Les intervenants sollicités ont longuement étudié le mode d’action des combattants de l’EI avant de soumettre leurs conclusions. « Ils veulent détruire l’histoire présentée jusqu’alors pour reconstruire l’histoire selon ce qui intéresse Daech. Ils veulent réécrire l’histoire d’un islam dominant », explique ainsi Gabriel Martinez-Gros, historien spécialiste de l’islam médiéval. Il rejoint en ceci les points de vue de Mounir Bouchenaki, archéologue et conseiller pour l’Unesco, ou encore Bariza Khiari, vice-présidente de l’Alliance internationale pour la protection du patrimoine dans les zones de conflit (Aliph), également interrogés.
Reconstructions
Sophie Makariou, présidente du Musée Guimet, à Paris, pointe une apparente contradiction – « Ils [les combattants de l’EI] utilisent les images pour montrer la destruction des images » – pour mieux démontrer leur volonté de détruire « l’œuvre impie des Occidentaux ». Le patrimoine est ainsi devenu l’instrument d’une guerre d’un nouveau genre.
La virulence des actes commis en 2015 provoque une prise de conscience à l’échelle internationale. Celle-ci va se traduire, un an plus tard, par la première condamnation au Tribunal pénal international de La Haye d’un commanditaire de la destruction des mausolées, Ahmad Al-Faqi Al-Mahdi, touareg salafiste et enseignant, à neuf ans de prison pour crime de guerre. Une qualification en forme de reconnaissance, qui ouvre la voie aux reconstructions.
Dans le film, la partie consacrée à celles-ci est l’occasion de découvrir la start-up française Iconem, qui a modélisé en 3D la mosquée détruite Al-Nouri de Mossoul, afin d’optimiser la programmation du chantier. Cette partie permet également de mesurer l’importance du travail fourni sur ce point par l’Aliph. Créée le 8 mars 2017 et basée à Genève, en Suisse, la fondation a, depuis sa création, lancé une vingtaine de projets pour la protection ou la réhabilitation de lieux endommagés.

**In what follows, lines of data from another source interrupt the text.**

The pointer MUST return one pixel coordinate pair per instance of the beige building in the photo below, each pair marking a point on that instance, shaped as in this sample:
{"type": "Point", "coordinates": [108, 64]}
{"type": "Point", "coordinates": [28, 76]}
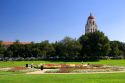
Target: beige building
{"type": "Point", "coordinates": [91, 25]}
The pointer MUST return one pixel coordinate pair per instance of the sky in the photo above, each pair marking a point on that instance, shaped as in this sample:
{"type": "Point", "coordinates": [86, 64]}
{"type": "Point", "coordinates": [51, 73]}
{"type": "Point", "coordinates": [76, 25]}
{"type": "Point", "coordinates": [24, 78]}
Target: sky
{"type": "Point", "coordinates": [39, 20]}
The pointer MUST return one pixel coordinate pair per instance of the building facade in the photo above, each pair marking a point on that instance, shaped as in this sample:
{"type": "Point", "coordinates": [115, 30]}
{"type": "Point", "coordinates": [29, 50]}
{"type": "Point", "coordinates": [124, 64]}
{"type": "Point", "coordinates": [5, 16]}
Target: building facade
{"type": "Point", "coordinates": [91, 25]}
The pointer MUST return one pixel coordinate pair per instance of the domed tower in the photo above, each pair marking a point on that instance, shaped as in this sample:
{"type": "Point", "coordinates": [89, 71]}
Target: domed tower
{"type": "Point", "coordinates": [91, 25]}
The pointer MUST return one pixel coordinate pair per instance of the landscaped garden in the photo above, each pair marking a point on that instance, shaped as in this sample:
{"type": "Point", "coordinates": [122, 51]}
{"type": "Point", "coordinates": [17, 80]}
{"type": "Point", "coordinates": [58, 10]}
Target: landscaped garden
{"type": "Point", "coordinates": [77, 72]}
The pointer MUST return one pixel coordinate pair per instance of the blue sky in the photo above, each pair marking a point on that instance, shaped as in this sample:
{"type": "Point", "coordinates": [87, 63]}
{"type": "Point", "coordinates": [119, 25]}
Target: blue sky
{"type": "Point", "coordinates": [38, 20]}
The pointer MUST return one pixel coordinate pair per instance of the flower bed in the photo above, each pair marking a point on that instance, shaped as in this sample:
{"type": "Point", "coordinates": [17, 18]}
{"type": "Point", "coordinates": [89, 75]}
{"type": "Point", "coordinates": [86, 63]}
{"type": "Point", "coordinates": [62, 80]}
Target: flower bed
{"type": "Point", "coordinates": [80, 68]}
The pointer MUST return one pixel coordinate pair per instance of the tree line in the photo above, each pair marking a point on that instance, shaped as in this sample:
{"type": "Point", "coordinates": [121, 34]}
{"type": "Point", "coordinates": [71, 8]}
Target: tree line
{"type": "Point", "coordinates": [91, 46]}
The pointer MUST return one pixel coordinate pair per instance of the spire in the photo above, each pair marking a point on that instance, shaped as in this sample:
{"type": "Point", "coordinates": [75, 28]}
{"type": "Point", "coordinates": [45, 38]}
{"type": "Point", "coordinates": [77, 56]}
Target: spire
{"type": "Point", "coordinates": [91, 16]}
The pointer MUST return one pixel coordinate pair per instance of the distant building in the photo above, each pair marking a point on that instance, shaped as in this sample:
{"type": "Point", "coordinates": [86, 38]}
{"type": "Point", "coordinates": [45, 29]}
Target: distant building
{"type": "Point", "coordinates": [7, 44]}
{"type": "Point", "coordinates": [91, 25]}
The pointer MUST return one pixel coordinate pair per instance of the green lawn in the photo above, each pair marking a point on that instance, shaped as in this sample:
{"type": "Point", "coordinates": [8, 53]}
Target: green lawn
{"type": "Point", "coordinates": [69, 78]}
{"type": "Point", "coordinates": [22, 63]}
{"type": "Point", "coordinates": [17, 77]}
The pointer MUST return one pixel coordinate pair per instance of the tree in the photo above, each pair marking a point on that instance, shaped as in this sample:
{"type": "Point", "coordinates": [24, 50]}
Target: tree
{"type": "Point", "coordinates": [117, 49]}
{"type": "Point", "coordinates": [94, 45]}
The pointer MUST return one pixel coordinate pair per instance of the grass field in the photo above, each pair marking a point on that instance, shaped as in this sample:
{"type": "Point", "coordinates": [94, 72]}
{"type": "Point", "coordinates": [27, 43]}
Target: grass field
{"type": "Point", "coordinates": [17, 77]}
{"type": "Point", "coordinates": [22, 63]}
{"type": "Point", "coordinates": [69, 78]}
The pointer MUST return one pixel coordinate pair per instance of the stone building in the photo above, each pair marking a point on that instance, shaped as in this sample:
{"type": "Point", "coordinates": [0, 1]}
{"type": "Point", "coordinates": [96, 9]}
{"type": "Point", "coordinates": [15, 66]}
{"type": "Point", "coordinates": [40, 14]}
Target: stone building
{"type": "Point", "coordinates": [91, 25]}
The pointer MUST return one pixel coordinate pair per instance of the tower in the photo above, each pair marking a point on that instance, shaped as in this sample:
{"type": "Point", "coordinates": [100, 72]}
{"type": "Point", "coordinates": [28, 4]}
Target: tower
{"type": "Point", "coordinates": [91, 25]}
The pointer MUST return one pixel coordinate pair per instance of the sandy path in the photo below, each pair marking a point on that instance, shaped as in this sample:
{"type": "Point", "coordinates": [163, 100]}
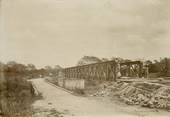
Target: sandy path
{"type": "Point", "coordinates": [62, 101]}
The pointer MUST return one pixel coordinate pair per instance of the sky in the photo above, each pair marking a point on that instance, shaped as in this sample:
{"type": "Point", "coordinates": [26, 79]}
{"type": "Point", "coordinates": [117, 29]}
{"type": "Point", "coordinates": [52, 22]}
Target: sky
{"type": "Point", "coordinates": [52, 32]}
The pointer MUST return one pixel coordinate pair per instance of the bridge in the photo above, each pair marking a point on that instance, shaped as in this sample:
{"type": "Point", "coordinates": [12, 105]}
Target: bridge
{"type": "Point", "coordinates": [105, 70]}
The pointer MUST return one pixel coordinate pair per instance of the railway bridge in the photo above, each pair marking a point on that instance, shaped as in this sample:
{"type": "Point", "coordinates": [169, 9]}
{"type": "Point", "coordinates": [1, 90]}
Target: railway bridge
{"type": "Point", "coordinates": [109, 70]}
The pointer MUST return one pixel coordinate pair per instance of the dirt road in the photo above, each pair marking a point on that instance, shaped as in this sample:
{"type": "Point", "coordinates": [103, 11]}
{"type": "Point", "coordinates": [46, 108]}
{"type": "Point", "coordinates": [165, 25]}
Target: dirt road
{"type": "Point", "coordinates": [56, 100]}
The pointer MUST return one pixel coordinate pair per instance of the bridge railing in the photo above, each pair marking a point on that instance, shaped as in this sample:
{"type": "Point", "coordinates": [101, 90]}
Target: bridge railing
{"type": "Point", "coordinates": [104, 70]}
{"type": "Point", "coordinates": [98, 71]}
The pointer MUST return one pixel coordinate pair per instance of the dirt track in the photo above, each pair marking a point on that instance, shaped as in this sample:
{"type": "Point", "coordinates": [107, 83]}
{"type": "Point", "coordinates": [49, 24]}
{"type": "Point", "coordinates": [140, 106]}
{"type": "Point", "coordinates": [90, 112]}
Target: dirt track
{"type": "Point", "coordinates": [57, 100]}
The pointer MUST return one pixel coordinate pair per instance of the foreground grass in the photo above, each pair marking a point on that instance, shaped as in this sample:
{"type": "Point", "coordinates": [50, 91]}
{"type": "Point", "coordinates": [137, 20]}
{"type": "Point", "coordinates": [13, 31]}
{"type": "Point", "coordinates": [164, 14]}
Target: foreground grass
{"type": "Point", "coordinates": [16, 96]}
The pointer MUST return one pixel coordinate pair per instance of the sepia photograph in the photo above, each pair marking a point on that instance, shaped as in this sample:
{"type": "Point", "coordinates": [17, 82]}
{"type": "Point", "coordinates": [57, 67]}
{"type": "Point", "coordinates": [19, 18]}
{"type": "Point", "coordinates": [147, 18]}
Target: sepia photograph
{"type": "Point", "coordinates": [84, 58]}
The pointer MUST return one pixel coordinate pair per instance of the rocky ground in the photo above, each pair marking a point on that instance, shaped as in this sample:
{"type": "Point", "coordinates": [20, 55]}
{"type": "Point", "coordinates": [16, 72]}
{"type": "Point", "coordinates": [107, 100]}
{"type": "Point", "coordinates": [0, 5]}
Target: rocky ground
{"type": "Point", "coordinates": [152, 95]}
{"type": "Point", "coordinates": [59, 103]}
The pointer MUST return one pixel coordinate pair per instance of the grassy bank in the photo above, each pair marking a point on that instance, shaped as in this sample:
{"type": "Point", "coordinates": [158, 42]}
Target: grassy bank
{"type": "Point", "coordinates": [16, 95]}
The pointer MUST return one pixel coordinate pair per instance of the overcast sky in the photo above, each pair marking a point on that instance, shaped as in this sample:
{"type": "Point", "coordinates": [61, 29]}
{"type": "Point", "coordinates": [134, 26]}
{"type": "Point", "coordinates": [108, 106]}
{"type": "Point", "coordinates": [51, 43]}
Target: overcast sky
{"type": "Point", "coordinates": [50, 32]}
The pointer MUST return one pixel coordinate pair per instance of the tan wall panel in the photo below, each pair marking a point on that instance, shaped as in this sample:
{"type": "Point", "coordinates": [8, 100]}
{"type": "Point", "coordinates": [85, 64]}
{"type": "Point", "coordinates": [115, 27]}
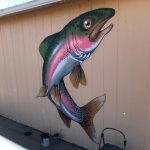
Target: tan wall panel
{"type": "Point", "coordinates": [119, 67]}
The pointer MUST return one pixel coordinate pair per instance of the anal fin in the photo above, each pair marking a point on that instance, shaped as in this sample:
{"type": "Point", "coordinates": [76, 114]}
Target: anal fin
{"type": "Point", "coordinates": [64, 118]}
{"type": "Point", "coordinates": [77, 76]}
{"type": "Point", "coordinates": [55, 94]}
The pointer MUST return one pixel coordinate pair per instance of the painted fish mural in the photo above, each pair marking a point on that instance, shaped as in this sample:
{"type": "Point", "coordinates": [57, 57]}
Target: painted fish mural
{"type": "Point", "coordinates": [63, 53]}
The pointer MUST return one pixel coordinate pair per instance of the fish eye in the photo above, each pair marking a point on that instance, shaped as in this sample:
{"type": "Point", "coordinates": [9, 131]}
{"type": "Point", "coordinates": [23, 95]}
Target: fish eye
{"type": "Point", "coordinates": [87, 24]}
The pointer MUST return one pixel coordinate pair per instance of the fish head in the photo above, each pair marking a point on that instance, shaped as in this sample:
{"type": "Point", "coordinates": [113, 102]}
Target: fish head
{"type": "Point", "coordinates": [86, 32]}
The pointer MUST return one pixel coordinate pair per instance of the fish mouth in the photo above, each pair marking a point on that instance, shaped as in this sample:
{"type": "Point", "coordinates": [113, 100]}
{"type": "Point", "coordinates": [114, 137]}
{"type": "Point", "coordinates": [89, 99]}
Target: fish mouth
{"type": "Point", "coordinates": [97, 33]}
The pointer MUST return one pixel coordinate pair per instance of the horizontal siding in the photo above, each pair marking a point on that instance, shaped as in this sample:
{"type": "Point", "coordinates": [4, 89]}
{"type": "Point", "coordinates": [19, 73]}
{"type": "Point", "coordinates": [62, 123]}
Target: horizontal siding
{"type": "Point", "coordinates": [119, 67]}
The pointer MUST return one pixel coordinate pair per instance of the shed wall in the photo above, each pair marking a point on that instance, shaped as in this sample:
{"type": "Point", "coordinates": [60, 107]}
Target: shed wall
{"type": "Point", "coordinates": [119, 67]}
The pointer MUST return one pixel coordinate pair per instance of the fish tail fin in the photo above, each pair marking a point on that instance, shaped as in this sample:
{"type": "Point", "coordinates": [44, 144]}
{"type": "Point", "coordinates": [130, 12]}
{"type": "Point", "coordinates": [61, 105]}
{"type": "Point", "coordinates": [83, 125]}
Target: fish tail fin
{"type": "Point", "coordinates": [90, 110]}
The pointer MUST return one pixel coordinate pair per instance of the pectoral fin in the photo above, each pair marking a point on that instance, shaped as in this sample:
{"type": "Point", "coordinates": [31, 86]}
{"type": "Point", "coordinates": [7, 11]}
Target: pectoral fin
{"type": "Point", "coordinates": [64, 118]}
{"type": "Point", "coordinates": [42, 91]}
{"type": "Point", "coordinates": [77, 76]}
{"type": "Point", "coordinates": [55, 94]}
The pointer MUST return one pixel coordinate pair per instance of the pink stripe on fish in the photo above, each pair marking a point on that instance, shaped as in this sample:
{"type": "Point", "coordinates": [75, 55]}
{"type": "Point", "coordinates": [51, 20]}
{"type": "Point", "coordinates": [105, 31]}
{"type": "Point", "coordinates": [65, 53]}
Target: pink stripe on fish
{"type": "Point", "coordinates": [70, 43]}
{"type": "Point", "coordinates": [58, 57]}
{"type": "Point", "coordinates": [65, 100]}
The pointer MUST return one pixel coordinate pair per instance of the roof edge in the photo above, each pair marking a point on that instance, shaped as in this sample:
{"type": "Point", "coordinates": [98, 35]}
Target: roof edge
{"type": "Point", "coordinates": [27, 6]}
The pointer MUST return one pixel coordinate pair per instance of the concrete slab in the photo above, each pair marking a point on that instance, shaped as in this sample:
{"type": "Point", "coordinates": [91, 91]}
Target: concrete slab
{"type": "Point", "coordinates": [15, 133]}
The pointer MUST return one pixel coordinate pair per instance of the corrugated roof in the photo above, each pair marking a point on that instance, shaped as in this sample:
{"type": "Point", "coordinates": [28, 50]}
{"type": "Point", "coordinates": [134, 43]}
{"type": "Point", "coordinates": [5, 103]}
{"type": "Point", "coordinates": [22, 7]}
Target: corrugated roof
{"type": "Point", "coordinates": [27, 6]}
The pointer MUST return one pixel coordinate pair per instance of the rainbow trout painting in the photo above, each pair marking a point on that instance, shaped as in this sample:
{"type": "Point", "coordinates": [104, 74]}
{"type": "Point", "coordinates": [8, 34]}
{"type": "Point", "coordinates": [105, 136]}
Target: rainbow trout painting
{"type": "Point", "coordinates": [63, 53]}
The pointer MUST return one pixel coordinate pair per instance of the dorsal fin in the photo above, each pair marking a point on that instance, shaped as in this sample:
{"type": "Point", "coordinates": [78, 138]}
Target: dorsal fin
{"type": "Point", "coordinates": [45, 45]}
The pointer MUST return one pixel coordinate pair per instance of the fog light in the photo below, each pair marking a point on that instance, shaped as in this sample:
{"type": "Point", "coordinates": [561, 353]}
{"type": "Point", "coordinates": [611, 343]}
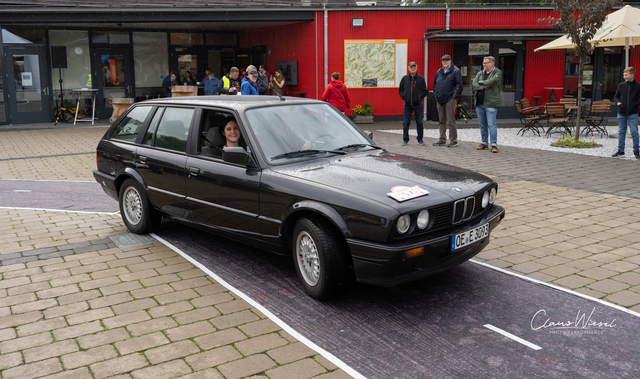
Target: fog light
{"type": "Point", "coordinates": [485, 199]}
{"type": "Point", "coordinates": [414, 252]}
{"type": "Point", "coordinates": [403, 224]}
{"type": "Point", "coordinates": [423, 219]}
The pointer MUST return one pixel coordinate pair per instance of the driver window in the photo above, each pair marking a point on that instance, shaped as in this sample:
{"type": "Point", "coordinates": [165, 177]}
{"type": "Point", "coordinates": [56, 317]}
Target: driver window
{"type": "Point", "coordinates": [211, 133]}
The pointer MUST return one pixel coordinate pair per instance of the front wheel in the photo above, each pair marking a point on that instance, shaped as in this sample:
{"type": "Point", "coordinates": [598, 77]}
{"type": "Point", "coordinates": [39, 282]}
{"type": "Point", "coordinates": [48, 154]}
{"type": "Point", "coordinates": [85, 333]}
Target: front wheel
{"type": "Point", "coordinates": [137, 213]}
{"type": "Point", "coordinates": [320, 262]}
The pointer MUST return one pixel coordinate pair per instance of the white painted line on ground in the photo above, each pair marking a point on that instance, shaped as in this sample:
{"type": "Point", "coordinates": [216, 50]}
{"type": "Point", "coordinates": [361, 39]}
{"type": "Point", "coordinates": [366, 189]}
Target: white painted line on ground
{"type": "Point", "coordinates": [60, 210]}
{"type": "Point", "coordinates": [332, 358]}
{"type": "Point", "coordinates": [603, 302]}
{"type": "Point", "coordinates": [515, 338]}
{"type": "Point", "coordinates": [49, 180]}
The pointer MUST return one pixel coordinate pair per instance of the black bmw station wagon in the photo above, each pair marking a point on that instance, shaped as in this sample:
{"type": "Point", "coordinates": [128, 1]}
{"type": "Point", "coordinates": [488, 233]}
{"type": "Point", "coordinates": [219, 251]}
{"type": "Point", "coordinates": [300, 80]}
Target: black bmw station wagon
{"type": "Point", "coordinates": [295, 176]}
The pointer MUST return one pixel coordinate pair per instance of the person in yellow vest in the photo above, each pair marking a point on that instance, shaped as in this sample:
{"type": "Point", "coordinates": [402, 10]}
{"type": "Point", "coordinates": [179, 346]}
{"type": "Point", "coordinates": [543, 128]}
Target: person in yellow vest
{"type": "Point", "coordinates": [229, 84]}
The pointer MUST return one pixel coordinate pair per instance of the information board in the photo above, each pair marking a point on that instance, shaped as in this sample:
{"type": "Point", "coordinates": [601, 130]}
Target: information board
{"type": "Point", "coordinates": [373, 63]}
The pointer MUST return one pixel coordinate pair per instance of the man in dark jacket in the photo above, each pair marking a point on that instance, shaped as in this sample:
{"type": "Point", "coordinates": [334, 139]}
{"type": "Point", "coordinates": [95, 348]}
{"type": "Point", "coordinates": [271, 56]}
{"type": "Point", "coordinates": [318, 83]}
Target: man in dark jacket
{"type": "Point", "coordinates": [447, 88]}
{"type": "Point", "coordinates": [412, 90]}
{"type": "Point", "coordinates": [627, 100]}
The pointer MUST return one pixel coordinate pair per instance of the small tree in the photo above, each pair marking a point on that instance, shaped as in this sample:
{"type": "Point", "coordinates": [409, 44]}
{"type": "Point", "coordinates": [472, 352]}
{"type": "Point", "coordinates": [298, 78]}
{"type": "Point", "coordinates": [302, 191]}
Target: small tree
{"type": "Point", "coordinates": [580, 19]}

Ainsi, après avoir rencontré une première fois en décembre le directeur du Musée de Mossoul, émouvant au milieu des blocs de pierre éparpillés, c’est un plaisir de le revoir au côté des restaurateurs du chantier. Depuis la France, le sculpteur Daniel Ibled apporte son savoir-faire « en distanciel ». Thomas S. Kaplan, philanthrope et président de l’Aliph, encourage : « L’espoir est le ciment de la société. »
Au nom du patrimoine, de Thomas Raguet (Fr., 2020, 60 min).